The CPU uses a 4 phase onboard voltage regulation system to keep the CPU as stable as possible. You may notice the orange expansion slot. This is used to add a VRM (or Voltage Regulation Module) which adds an extra 4 phases to the equation, so when overclocking you can expect a cleaner voltage signal.
The rear I/O panel gives you all the connectors you will need to get started. On the back is two PS/2 ports for Keyboard and Mouse, two SPIDF ports, one RCA and one Toslink. One parallel and one serial port are provided as legacy, though there are little use for them now as USB is here. Two RJ-45 LAN ports are provided atop a stack of USB towers giving you four USB ports on the back and the remaining six needs to be setup with PCI riser brackets. Lastly you have the analogue stereo jacks for speakers up to 7.1 configurations.

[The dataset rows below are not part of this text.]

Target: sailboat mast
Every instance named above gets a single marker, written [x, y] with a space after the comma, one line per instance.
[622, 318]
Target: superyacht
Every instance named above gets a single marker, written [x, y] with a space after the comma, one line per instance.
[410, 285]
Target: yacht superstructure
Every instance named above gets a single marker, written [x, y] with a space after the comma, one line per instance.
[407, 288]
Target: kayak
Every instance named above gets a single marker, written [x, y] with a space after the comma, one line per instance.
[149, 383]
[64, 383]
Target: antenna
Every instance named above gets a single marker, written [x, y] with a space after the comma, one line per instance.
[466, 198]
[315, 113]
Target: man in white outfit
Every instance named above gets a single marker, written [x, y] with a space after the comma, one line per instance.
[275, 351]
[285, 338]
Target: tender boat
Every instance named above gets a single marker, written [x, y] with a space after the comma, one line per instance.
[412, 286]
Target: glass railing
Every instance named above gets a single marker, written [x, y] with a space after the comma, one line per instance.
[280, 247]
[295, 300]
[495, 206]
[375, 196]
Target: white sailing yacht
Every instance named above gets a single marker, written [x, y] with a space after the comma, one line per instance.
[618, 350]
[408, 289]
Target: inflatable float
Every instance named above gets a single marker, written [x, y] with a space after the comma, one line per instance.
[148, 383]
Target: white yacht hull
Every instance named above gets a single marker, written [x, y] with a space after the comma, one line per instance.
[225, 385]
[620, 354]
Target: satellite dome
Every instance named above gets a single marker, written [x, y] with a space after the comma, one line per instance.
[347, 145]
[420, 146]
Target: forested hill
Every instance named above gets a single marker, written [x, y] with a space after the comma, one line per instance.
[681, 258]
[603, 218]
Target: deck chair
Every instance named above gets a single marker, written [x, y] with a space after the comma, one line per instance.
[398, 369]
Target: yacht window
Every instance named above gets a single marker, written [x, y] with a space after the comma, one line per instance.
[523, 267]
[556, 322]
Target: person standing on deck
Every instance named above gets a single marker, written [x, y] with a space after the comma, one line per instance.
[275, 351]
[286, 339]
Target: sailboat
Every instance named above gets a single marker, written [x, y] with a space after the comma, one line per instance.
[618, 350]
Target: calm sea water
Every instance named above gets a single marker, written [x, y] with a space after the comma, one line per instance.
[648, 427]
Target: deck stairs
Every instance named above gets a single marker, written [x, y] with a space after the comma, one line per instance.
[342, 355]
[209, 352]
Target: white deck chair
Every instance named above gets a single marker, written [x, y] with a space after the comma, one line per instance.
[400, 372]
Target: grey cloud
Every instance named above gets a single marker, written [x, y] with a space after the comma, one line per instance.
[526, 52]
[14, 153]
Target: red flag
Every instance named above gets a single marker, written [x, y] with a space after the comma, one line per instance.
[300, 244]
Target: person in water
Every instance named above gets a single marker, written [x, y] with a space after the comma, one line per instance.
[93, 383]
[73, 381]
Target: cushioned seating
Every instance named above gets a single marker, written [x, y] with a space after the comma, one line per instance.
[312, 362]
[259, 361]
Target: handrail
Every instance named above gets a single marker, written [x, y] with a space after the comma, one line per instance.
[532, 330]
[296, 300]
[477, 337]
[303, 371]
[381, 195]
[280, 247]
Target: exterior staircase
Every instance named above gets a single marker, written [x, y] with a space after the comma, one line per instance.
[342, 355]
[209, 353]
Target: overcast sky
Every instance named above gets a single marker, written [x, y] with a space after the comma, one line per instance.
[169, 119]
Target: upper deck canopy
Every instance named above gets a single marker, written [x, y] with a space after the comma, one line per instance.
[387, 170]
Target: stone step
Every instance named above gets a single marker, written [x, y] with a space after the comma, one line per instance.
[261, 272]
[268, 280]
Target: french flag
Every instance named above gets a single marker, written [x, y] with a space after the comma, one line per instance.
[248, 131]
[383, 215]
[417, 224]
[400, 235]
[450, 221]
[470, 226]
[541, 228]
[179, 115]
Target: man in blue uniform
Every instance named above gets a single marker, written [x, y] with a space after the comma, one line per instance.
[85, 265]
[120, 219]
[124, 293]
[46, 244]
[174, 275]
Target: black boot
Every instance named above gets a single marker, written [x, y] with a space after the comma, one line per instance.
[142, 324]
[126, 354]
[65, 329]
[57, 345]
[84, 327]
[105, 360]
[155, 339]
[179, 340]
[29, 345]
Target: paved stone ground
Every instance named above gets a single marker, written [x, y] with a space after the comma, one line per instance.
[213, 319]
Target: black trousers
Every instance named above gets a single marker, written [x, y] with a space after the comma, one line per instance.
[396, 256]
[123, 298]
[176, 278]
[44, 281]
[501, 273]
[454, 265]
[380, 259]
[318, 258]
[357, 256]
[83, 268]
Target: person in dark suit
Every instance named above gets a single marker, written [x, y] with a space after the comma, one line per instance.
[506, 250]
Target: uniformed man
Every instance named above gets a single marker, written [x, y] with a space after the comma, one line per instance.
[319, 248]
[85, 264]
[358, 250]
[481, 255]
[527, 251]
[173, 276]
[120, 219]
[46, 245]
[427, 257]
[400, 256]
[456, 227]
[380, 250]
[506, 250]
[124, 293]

Expansion slots on this board resemble a standard SLI setup. There are two PCI Express x16 slots, one blue and one black. When in single graphics mode, the blue slot has all 16 PCI Express lanes routed to it. When in SLI mode, the black slot is changed from an x1 slot to an x8 slot to allow SLI operation.
Two PCI Express x1 slots are provided for future PCI-E expansion as well as two PCI slots for any devices you wish to migrate. Between the two PCI Express x16 slots is a paddle card. This is used to set Single or SLI graphics operation, Gigabyte doesn't employ an auto switcher.